Women earn more than 70 per cent of household income in North Korea, mainly as traders in the informal markets that have proliferated in recent years, research by the South Korean government-run Korea Institute for National Unification found.

That is despite women making up only about half of the 12 million economically active North Koreans, experts said. Most men are stuck in state jobs that pay little or serve in the army.

"We North Koreans say men are fighting on the socialism front, but women are fighting in the battle of life," said a 26-year-old surnamed Jung, who fled to South Korea in 2012 and regularly sends money north to support her mother's grey-market business raising pigs and selling corn-based alcohol.

"There are no state provisions and my father has an unpaid job, which he must do almost as a duty," said Ms Jung, a college student in Seoul who asked that her full name not be used to protect her family members still in the North.

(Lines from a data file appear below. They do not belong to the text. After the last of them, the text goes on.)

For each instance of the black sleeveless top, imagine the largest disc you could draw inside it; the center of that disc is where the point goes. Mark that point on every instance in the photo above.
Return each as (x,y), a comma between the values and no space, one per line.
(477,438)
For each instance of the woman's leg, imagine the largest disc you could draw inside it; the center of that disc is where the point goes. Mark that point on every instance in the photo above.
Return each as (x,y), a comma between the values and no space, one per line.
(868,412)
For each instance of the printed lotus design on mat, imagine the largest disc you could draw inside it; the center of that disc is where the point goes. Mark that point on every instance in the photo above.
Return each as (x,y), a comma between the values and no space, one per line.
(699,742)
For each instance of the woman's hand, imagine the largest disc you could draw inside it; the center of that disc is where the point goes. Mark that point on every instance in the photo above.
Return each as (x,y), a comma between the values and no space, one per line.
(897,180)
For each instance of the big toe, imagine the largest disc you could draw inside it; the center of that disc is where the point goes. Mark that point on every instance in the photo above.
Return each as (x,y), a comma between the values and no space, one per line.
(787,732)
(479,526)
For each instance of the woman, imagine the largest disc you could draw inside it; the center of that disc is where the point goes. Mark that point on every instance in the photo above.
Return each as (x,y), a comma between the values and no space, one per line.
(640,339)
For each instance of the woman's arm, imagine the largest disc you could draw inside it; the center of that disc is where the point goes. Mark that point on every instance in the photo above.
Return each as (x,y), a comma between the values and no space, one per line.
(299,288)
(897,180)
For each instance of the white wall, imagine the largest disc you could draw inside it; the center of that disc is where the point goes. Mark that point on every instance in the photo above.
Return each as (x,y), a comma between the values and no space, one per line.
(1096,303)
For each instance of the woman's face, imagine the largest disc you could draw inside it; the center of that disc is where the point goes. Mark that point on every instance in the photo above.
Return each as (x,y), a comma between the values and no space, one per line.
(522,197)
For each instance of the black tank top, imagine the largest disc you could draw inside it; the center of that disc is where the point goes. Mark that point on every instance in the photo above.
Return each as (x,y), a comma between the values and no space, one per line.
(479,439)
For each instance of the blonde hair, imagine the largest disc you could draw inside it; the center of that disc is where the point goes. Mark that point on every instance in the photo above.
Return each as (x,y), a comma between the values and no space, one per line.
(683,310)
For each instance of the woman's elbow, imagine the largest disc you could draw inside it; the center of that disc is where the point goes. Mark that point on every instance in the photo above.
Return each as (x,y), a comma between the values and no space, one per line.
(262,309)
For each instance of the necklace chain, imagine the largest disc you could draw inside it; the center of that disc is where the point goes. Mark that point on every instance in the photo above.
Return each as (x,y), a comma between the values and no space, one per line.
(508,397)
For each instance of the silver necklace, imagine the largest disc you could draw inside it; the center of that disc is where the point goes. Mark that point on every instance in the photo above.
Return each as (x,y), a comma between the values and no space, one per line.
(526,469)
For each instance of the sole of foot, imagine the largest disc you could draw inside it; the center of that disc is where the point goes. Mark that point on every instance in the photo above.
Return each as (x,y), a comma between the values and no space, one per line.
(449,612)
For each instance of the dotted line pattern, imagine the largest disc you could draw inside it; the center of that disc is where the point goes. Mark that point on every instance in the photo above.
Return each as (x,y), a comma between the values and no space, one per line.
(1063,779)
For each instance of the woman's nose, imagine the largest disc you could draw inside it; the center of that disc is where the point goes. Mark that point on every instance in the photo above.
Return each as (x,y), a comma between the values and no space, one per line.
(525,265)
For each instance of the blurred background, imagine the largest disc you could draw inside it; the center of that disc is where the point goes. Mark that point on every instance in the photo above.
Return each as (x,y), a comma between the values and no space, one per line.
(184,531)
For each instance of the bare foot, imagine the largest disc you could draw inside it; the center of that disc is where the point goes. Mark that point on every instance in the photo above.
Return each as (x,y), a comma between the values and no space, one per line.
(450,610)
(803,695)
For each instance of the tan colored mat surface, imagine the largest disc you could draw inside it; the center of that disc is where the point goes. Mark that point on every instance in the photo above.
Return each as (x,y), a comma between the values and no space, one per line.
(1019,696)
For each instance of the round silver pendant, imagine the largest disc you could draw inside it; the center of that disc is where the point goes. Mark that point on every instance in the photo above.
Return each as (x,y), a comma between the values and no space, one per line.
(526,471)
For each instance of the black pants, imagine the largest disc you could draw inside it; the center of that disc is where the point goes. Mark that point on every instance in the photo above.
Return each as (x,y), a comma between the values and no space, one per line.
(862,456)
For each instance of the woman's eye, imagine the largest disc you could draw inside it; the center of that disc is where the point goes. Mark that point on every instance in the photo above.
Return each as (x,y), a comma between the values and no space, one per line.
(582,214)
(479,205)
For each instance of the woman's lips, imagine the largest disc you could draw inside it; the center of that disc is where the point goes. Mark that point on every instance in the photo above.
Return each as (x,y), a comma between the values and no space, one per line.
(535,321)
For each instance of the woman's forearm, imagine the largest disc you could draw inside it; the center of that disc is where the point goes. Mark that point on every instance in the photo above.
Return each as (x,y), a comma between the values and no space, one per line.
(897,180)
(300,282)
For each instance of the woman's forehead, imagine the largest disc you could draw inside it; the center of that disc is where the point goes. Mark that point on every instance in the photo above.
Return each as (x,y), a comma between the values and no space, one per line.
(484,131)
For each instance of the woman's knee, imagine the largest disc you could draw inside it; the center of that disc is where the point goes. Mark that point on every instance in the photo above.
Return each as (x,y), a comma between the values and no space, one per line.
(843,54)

The North's centrally planned economy has not recovered from the collapse of the Soviet Union, Pyongyang's economic and military backer during the Cold War.

That was followed by a devastating famine in the 1990s that killed an estimated 800,000 to 1.5 million people, when women began selling foraged mushrooms and scrap copper cable to feed their families.

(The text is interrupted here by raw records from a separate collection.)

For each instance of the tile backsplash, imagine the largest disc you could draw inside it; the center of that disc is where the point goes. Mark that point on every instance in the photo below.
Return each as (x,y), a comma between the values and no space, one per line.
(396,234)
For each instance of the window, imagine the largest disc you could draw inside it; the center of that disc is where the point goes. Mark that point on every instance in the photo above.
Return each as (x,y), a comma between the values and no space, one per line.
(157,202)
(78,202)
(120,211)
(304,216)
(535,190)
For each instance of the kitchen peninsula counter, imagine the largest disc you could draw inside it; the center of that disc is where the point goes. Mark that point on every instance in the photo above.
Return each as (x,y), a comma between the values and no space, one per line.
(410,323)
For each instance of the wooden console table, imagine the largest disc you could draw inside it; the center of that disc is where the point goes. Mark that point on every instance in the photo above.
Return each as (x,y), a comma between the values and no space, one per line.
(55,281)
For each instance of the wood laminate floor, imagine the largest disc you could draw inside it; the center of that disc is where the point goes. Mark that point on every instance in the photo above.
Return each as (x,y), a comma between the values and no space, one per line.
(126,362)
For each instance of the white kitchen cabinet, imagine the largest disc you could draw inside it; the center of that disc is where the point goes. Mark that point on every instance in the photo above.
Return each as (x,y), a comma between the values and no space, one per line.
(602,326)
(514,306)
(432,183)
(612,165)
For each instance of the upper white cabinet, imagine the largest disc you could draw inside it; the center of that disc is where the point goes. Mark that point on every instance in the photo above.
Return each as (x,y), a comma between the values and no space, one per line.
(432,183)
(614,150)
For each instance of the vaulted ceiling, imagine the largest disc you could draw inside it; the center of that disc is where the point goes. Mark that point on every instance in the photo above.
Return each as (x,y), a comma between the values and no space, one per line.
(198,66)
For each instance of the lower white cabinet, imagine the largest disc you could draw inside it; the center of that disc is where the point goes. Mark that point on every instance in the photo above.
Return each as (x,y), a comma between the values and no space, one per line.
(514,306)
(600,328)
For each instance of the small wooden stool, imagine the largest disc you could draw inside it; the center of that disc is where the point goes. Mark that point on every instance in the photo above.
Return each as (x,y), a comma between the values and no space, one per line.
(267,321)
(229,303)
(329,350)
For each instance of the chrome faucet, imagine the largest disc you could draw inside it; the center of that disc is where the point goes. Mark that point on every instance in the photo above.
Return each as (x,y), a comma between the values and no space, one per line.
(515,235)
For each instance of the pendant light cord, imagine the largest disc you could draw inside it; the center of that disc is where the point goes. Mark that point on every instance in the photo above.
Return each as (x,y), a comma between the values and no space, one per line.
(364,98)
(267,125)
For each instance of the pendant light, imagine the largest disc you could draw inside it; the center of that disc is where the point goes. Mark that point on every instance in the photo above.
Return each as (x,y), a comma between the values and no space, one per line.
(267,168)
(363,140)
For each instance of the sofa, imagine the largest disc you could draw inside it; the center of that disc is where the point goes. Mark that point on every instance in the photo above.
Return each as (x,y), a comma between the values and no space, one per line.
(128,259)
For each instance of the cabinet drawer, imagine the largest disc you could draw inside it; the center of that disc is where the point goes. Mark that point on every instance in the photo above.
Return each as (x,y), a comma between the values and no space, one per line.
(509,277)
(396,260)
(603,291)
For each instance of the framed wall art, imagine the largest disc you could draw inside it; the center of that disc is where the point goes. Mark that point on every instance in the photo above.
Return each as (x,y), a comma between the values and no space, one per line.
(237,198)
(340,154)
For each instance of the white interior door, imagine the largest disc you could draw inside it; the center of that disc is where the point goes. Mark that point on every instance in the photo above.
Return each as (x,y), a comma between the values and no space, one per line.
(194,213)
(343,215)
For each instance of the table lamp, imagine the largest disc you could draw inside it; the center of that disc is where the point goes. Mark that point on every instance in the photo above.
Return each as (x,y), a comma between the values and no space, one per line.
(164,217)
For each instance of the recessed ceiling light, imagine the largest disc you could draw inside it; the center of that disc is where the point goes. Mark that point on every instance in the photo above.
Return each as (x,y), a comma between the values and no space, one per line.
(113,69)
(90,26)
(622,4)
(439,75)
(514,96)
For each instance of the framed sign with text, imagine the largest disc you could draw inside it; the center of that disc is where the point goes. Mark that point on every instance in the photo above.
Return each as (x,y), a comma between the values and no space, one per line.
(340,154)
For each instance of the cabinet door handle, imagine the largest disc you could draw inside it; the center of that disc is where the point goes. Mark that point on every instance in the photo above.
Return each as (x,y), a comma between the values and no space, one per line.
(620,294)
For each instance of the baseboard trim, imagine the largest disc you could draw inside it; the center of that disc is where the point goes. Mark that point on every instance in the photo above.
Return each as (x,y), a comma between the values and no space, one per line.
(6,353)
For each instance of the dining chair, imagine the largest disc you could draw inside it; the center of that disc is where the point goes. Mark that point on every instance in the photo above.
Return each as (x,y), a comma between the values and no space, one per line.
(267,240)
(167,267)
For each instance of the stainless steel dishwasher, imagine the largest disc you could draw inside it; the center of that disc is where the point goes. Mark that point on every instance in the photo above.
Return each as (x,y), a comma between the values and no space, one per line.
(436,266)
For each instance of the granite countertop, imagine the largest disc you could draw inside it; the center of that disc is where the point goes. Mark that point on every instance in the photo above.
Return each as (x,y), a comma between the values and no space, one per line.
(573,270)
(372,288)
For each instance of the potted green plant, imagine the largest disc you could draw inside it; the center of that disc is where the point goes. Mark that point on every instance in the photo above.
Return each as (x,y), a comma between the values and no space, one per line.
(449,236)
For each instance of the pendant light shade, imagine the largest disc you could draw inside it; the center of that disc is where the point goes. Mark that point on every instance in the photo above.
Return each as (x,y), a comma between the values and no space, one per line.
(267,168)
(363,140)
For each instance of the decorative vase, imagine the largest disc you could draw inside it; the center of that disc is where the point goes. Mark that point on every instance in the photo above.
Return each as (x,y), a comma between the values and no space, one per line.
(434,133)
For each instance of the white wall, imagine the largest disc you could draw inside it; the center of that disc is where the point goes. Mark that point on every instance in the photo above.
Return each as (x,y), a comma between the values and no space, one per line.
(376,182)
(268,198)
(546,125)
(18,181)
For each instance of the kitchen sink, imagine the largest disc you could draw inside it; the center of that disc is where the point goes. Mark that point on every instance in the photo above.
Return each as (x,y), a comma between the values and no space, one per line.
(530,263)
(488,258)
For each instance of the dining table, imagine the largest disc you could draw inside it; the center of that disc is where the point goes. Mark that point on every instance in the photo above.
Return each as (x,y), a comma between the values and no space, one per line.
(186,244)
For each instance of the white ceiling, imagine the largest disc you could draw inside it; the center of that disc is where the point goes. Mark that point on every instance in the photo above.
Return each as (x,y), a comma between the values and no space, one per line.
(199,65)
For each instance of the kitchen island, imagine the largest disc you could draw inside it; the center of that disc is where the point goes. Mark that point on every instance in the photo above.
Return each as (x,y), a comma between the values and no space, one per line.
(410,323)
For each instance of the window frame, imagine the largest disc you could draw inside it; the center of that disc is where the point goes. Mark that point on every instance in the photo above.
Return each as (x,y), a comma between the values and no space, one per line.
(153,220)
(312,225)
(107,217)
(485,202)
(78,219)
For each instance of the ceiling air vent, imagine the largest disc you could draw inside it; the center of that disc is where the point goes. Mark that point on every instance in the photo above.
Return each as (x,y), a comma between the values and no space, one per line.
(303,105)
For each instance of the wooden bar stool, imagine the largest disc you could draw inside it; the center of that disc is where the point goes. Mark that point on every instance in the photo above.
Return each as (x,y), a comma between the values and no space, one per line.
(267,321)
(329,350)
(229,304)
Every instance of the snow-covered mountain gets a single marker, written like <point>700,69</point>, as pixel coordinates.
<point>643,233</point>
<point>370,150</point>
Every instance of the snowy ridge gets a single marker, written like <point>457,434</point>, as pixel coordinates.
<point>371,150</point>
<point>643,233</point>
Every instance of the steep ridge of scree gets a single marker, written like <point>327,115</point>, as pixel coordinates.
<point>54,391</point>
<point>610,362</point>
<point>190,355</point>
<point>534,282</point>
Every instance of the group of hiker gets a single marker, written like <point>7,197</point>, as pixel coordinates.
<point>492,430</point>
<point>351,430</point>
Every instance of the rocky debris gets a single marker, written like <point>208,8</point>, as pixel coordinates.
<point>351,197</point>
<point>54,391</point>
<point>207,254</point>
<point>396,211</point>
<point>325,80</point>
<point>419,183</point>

With state rations a distant memory, North Koreans have increasingly turned to the informal economy to support their families, and women are playing a disproportionately active role.

Still, men dominate North Korea's military and government, which command absolute power in the nation of 24.5 million.

The grey-market economy is not strictly legal but is widely tolerated, with corrupt officials among its main participants.

Traders who set up stalls in some of the roughly 400 markets that have sprung up around the country pay a stall tax to party officials, according to refugees and experts.

But the money earned by most independent traders is not big.

A survey of 60 women who defected from impoverished North Korea in 2011 and 2012, by the Citizens' Alliance for North Korean Human Rights, found that many of them earned informal monthly incomes of about US$6 to US$18 (S$8 to S$24) at current black market rates tracked by Daily NK, a Seoul-based website.

By comparison, state jobs pay 2,000 to 6,000 North Korean won (S$3 to S$9) a month - less than the 8,490 won cost of a kilogram of rice in the city of Hyesan, according to Daily NK data.

While state media promotes institutional gender equality, society has long been dominated by men. But money is changing that.

"North Korea's living standards depend on women's business abilities and skills, not on the state.

"Women are replacing the role of the state via the market economy," said Ms Kim Eun Ju, who heads the Centre for Korean Women and Politics in Seoul and regularly interviews recent defectors.

"Now, men are even looking for potential wives in marketplaces," she said.